Probably the only person now living who used a _vis-à-vis_, a form of carriage once very fashionable but now totally obsolete, is the present Lady Cardigan, who now, I believe, seldom leaves Deene Park, her lovely place in Northamptonshire. I remember my brother once being very much amused, after having been on a visit there, at a little incident of which he was the hero. Met at the station by a dogcart, he observed that the driver treated his attempts at conversation with a somewhat tolerant familiarity. On coming up to the house and finding that no stop was made at the front door, he proceeded to inquire the reason, when he was told that the servants’ entrance was elsewhere. He then found that he had been taken for a French cook, whose arrival had been eagerly looked for—a discovery which caused him the greatest amusement and delight, for there was nothing that he liked more than telling a joke against himself.

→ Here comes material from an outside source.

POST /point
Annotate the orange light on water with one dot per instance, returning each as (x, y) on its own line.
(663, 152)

At the east end of Hyde Park once stood a fine avenue of walnut trees, but these were destroyed in the early part of the nineteenth century, when the wood was sold to be made into gunstocks.
Duelling, though practically obsolete in England after the first quarter of the nineteenth century, lingered on up to about the middle of the ’forties, when an encounter between Lieutenant-Colonel Fawcett and Lieutenant Munro, in which the former was shot dead, led to a debate in the House of Commons owing to the wife of the former being refused a pension. On this occasion Sir Charles Napier declared that but one way existed of effectually putting an end to duelling. No duel should be allowed which was not fought across a table. Of the two pistols used only one should be loaded with ball, lots being drawn to see who should have the loaded one. If this produced no result, then both pistols should be loaded with ball, and the survivor, should there be one, hanged. The last duel actually fought in Hyde Park is believed to have taken place in April 1817, when two gentlemen exchanged shots, both of them being wounded. As late, however, as 1822 a duel was fought in Kensington Gardens between the Dukes of Buckingham and Bedford.